By David Alan Rech of Scribe Inc.

Published

It is encouraging that publishers are discussing XML-first strategies. Having a structured publication that you can easily convert from one form to another is essential for publishers’ survival.

Augmenting our publications with metadata and semantic tagging is also helpful. Yet XML-first strategies are still being confused with the technical process of applying left and right angle brackets to content. The fact that many still think that books must be "tagged" in order to be XML is problematic. The presence of tags in the manuscript interferes with the editorial and production process: thus confusing XML with tagging invites error. Moreover, the focus on the technological application of tagging instead of the methodology of XML draws our attention away from the practices that result in good XML and efficiency. If we do not overcome these problems, we may fail to realize the promise of XML and jeopardize our survival.

Even with macros, keyboard shortcuts, or other time-saving methods, the application of left and right angle brackets is disruptive to the publishing process. It interferes with the copyediting process and increases error rates. Even the most tech-savvy, experienced editors have a difficult time reading around code. At best, the presence of left and right angle brackets slows copyediting, stunting the flow of the sentence and masking punctuation issues. These errors introduced in the copyediting stage result in lengthier proofing and corrections time, not to mention mounting frustration. Those who use track changes features (e.g., Track Changes in Microsoft Word) with codes expressed literally in the text see an increase in introduced errors and time accepting and rejecting changes. Those who do not utilize these tools have all of the associated problems while losing the ability to easily control changes. Further, authors are almost universally ill equipped to read coded materials, adding another layer of difficulty. Finally, to print books, the codes must be turned off or replaced in the typesetter files.

Merely having a tag does not mean that you can take advantage of XML. If publications are not consistently structured or if there is variation from one book to another, then the value of XML is lost. You cannot batch process books that do not share the same characteristics, "chunk" content that does not match, or automatically derive consistent publications from inconsistent markup. The pursuit of an e-first or e-only strategy is also facilitated when material can be subjected to regular algorithmic functions.

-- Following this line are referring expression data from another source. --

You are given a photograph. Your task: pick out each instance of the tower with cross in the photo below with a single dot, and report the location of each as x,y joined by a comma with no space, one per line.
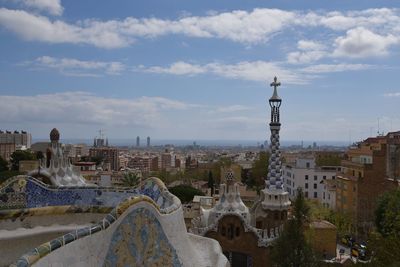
270,211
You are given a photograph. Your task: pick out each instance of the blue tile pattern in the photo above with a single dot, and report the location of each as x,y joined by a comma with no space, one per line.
140,240
27,192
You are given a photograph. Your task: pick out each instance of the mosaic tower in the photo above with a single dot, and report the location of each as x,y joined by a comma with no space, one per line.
274,177
276,198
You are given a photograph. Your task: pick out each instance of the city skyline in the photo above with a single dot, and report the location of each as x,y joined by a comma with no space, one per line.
200,71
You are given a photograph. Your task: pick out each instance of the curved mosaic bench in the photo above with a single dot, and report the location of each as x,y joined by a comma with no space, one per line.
145,229
163,252
24,192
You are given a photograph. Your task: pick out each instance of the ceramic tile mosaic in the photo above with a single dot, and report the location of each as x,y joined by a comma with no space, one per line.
146,223
140,241
27,192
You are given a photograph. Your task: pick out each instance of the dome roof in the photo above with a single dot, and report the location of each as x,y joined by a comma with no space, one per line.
54,135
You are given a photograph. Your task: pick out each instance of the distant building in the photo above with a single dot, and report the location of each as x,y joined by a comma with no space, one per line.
108,154
370,169
305,174
322,237
6,150
20,139
141,163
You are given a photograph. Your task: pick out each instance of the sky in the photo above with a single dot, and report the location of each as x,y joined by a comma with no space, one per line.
200,70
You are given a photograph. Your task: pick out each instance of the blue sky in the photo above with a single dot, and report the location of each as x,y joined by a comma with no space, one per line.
199,69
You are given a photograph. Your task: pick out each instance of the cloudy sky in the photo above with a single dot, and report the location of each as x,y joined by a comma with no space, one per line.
199,69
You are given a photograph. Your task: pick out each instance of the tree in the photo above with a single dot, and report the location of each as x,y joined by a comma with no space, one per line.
291,249
185,192
3,165
19,155
130,179
342,221
211,182
385,242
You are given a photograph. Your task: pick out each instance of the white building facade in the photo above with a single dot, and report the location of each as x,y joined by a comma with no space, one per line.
314,181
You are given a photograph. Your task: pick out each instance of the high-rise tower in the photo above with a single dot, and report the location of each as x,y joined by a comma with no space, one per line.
271,210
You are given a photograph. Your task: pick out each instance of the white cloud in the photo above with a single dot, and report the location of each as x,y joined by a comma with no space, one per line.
75,67
394,94
83,108
233,108
53,7
254,71
38,28
178,68
310,51
246,27
361,42
327,68
307,45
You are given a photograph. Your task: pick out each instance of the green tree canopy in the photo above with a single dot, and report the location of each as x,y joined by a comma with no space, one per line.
185,192
211,182
19,155
385,242
291,249
3,165
130,179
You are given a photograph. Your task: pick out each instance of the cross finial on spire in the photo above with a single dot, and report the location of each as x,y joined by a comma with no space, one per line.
275,84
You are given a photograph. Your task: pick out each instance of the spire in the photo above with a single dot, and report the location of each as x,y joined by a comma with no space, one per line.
274,177
275,84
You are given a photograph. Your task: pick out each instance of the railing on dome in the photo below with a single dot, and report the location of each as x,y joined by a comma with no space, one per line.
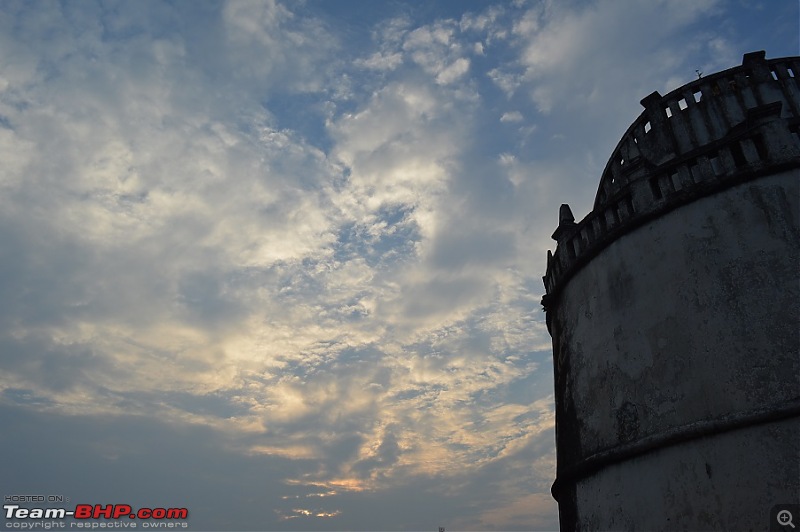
711,133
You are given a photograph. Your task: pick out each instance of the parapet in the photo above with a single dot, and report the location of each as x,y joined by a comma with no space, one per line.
710,134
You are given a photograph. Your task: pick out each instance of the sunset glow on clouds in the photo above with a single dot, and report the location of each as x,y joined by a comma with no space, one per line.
280,262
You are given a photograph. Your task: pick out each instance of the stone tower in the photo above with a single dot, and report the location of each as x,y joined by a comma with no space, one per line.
673,308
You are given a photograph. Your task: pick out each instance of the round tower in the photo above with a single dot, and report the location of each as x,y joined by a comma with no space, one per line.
673,308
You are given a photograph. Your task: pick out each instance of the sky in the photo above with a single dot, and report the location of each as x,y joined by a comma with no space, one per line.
279,262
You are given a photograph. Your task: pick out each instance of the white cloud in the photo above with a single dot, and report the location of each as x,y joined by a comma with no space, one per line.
512,116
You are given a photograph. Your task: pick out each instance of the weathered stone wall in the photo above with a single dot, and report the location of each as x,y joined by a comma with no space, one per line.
674,308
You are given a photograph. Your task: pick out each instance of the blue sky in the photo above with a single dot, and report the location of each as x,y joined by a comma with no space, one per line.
280,262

To achieve consistency requires that everyone involved in editing and producing your books reaches an agreement on the structure of your content. It requires consistent nomenclature and practice (i.e., consistently following the rules). The production of well-formed documents is the result of good practices, communication, project management, documentation, style guides, and the like. In other words, XML is the result of focused training and education—not merely technology. Only when your publishing house can produce consistent, well-formed, publications can you derive publishable left and right angle bracketed content from an automated process.

In order to implement an XML-first strategy, you must understand XML first.